Can we say that Ngày Lại Ngày is the next milestone in your journey with Suboi?
Yes, in a certain way although I didn’t actually think like that. What I’m sure of is that I really love Ngày Lại Ngày and am proud to be a part of Suboi’s album.
Were there any difficulties taking care of Nina, your daughter, while working on the album at the same time?
Not so much because these songs were created before Nina came into this world. When Nina was born, my job was more on finalizing the songs.
How do you work with your wife? Is it different from working with other artists?
It’s very different from working with a normal rapper. We have to discuss the best ways to manage this twofold relationship – work and family. But at the end of the day, our love takes the top priority.
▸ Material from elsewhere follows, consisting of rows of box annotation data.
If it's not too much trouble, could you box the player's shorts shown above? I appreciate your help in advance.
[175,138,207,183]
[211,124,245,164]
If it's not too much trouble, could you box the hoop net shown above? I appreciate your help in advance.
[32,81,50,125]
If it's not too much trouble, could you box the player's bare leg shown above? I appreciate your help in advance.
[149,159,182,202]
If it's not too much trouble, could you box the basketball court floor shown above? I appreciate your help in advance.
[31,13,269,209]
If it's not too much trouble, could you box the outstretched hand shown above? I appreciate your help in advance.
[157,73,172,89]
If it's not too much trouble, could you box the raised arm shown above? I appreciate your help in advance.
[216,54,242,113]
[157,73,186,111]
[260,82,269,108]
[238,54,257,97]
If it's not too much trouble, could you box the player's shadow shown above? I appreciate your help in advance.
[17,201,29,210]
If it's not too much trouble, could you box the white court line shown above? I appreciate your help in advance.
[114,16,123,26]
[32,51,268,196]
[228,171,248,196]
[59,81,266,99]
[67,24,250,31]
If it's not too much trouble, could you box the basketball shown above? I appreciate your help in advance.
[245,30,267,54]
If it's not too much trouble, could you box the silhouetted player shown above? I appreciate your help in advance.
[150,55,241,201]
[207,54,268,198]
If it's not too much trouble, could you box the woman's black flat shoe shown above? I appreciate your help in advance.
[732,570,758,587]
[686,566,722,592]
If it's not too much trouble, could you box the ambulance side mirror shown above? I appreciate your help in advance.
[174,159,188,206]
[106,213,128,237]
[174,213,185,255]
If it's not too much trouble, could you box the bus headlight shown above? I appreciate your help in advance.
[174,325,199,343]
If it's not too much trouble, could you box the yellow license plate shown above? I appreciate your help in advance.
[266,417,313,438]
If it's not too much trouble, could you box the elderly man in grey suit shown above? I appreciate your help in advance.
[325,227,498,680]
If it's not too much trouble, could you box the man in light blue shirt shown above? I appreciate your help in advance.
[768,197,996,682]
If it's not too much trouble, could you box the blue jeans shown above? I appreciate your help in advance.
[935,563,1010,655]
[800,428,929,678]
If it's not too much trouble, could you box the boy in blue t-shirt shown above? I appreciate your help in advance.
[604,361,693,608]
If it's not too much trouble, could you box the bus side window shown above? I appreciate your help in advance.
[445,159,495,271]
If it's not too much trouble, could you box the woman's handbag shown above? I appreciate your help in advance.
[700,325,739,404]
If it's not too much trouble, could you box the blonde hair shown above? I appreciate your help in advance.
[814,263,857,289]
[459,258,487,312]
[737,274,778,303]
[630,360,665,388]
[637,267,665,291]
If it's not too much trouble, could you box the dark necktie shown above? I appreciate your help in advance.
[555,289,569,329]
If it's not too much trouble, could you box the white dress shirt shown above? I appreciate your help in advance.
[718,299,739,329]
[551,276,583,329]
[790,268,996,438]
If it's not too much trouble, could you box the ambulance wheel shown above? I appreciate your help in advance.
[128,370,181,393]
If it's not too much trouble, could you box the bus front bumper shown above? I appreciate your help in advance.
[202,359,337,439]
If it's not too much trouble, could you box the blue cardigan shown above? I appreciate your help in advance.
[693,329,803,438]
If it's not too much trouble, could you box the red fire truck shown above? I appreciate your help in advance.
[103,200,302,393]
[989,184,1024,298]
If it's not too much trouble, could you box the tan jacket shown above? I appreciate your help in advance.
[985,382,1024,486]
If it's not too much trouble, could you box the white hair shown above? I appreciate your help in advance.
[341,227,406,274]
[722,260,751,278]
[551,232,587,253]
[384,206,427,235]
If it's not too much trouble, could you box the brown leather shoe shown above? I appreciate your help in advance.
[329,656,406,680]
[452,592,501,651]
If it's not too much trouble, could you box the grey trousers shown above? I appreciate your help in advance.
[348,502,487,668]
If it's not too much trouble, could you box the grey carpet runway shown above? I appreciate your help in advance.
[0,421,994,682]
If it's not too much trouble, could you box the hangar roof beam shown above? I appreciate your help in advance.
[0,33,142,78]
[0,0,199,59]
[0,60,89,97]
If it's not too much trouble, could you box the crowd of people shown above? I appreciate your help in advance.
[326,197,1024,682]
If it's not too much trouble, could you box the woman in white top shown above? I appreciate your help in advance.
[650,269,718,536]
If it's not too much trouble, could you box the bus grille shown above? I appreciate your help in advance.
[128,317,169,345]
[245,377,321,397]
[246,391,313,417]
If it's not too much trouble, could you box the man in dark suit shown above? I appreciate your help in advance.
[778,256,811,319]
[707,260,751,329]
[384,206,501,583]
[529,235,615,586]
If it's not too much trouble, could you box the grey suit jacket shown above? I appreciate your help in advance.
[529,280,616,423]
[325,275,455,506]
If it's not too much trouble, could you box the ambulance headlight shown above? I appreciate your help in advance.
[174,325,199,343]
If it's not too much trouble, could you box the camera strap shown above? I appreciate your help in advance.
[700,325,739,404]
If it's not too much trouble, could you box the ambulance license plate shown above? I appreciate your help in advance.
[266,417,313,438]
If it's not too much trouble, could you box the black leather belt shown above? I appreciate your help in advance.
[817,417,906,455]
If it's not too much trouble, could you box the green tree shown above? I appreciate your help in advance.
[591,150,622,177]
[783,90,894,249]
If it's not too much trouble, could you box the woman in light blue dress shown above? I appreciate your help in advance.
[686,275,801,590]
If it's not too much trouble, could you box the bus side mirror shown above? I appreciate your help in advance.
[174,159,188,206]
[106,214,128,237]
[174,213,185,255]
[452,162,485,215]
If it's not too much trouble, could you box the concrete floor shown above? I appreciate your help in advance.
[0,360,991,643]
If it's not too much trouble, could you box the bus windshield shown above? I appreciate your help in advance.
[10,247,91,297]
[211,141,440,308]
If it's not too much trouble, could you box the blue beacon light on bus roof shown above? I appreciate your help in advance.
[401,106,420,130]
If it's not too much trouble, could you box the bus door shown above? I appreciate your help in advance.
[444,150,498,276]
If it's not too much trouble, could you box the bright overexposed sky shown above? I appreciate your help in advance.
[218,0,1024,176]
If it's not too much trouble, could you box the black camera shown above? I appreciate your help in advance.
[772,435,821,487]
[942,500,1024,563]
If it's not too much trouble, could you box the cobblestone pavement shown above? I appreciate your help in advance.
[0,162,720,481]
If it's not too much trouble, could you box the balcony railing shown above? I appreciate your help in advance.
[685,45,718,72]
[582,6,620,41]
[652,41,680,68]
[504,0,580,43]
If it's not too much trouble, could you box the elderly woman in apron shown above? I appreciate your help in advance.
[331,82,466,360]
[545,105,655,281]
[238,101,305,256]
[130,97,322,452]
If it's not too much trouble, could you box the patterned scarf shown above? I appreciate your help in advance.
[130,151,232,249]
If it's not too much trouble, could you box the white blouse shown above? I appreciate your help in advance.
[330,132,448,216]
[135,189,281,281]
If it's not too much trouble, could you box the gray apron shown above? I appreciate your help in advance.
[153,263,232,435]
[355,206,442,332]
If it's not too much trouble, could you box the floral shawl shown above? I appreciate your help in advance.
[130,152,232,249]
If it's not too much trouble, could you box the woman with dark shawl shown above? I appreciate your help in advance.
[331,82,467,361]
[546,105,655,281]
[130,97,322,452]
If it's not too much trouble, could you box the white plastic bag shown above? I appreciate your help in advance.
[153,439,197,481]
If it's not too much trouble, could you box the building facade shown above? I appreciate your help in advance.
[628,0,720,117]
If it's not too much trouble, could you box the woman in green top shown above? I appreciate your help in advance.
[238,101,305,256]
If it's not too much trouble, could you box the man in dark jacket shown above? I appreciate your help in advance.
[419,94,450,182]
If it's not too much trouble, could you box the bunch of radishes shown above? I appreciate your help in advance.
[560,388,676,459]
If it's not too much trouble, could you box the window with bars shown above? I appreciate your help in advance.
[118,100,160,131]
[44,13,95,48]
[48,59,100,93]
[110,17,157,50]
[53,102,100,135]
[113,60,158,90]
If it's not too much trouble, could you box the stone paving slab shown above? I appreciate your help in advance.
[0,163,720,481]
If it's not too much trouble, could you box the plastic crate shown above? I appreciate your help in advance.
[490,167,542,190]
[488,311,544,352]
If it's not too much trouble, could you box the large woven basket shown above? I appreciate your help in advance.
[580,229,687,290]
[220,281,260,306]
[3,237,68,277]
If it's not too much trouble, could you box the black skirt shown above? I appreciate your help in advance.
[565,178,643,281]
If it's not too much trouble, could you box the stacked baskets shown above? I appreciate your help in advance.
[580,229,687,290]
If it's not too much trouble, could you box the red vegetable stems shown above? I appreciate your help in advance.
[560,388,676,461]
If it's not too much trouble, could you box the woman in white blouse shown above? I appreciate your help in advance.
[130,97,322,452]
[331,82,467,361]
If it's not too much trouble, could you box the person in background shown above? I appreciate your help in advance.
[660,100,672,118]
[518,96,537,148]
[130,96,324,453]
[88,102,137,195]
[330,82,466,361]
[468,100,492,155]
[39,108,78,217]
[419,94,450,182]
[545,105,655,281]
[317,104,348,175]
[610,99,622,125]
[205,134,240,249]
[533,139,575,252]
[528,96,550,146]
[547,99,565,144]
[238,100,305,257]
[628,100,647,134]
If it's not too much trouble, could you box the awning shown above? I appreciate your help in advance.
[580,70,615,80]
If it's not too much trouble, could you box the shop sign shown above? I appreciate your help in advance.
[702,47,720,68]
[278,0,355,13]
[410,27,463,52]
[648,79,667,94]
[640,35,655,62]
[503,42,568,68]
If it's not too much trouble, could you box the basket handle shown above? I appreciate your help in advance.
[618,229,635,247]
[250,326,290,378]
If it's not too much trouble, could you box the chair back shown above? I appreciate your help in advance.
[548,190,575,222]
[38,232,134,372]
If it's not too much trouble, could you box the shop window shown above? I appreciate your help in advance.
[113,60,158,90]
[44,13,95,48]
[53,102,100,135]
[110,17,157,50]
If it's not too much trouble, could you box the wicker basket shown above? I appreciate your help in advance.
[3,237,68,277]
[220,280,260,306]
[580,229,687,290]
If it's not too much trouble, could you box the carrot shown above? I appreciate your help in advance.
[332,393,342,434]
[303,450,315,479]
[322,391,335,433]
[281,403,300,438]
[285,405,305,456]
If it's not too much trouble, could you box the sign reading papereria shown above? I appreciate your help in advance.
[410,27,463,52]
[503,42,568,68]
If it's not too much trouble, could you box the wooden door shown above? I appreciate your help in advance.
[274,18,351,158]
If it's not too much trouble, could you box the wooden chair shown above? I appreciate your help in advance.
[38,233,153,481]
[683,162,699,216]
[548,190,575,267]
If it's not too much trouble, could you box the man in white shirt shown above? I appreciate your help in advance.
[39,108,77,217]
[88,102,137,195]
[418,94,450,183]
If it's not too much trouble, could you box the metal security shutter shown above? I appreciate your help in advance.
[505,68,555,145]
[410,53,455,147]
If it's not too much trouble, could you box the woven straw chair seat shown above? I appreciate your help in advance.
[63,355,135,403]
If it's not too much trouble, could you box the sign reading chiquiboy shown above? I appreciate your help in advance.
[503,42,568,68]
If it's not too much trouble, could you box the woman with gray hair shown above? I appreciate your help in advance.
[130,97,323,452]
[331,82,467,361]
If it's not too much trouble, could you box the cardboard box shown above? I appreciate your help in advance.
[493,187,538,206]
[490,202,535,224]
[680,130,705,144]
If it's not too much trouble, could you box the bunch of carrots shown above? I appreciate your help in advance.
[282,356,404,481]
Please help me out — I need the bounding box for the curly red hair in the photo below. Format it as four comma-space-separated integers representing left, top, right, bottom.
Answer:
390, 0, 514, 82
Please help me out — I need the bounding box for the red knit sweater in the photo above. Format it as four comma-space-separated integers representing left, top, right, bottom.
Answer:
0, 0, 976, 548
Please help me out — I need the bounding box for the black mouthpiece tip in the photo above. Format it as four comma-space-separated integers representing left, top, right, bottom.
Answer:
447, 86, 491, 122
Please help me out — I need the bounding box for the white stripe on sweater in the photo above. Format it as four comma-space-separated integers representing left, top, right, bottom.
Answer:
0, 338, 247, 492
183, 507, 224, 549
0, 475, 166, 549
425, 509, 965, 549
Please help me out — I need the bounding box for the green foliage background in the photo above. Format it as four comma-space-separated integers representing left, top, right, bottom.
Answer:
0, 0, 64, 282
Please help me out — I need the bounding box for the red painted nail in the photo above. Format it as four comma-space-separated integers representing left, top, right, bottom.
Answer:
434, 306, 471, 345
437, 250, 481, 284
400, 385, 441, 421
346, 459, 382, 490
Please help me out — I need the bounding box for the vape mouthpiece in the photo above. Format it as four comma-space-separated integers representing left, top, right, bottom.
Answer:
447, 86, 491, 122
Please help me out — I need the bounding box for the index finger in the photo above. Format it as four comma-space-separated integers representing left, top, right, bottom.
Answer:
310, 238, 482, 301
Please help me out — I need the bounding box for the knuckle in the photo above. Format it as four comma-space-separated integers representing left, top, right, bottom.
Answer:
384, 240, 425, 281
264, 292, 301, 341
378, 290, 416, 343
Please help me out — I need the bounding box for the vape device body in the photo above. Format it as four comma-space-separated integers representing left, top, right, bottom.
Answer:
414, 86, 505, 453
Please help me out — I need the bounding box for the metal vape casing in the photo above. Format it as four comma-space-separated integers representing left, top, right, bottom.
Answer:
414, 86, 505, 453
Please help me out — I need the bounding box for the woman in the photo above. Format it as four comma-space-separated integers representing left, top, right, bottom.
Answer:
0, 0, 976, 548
Among the flavors Suboi mentioned in her album, which one is your favorite? And why?
I don’t have a favorite. For a good dish, you need to create a balance of flavors in your cooking, just like all the bittersweets of life: you can’t enjoy happiness without the balance of sorrow.
What is your favorite dish cooked by Suboi? How does it taste?
Recently, she has ordered a variety of vegetarian foods, the kind of plant-based meat you can eat in pagodas. She cooks a lot with these ingredients and it’s really good, especially her vegetarian ‘bun bo hue’.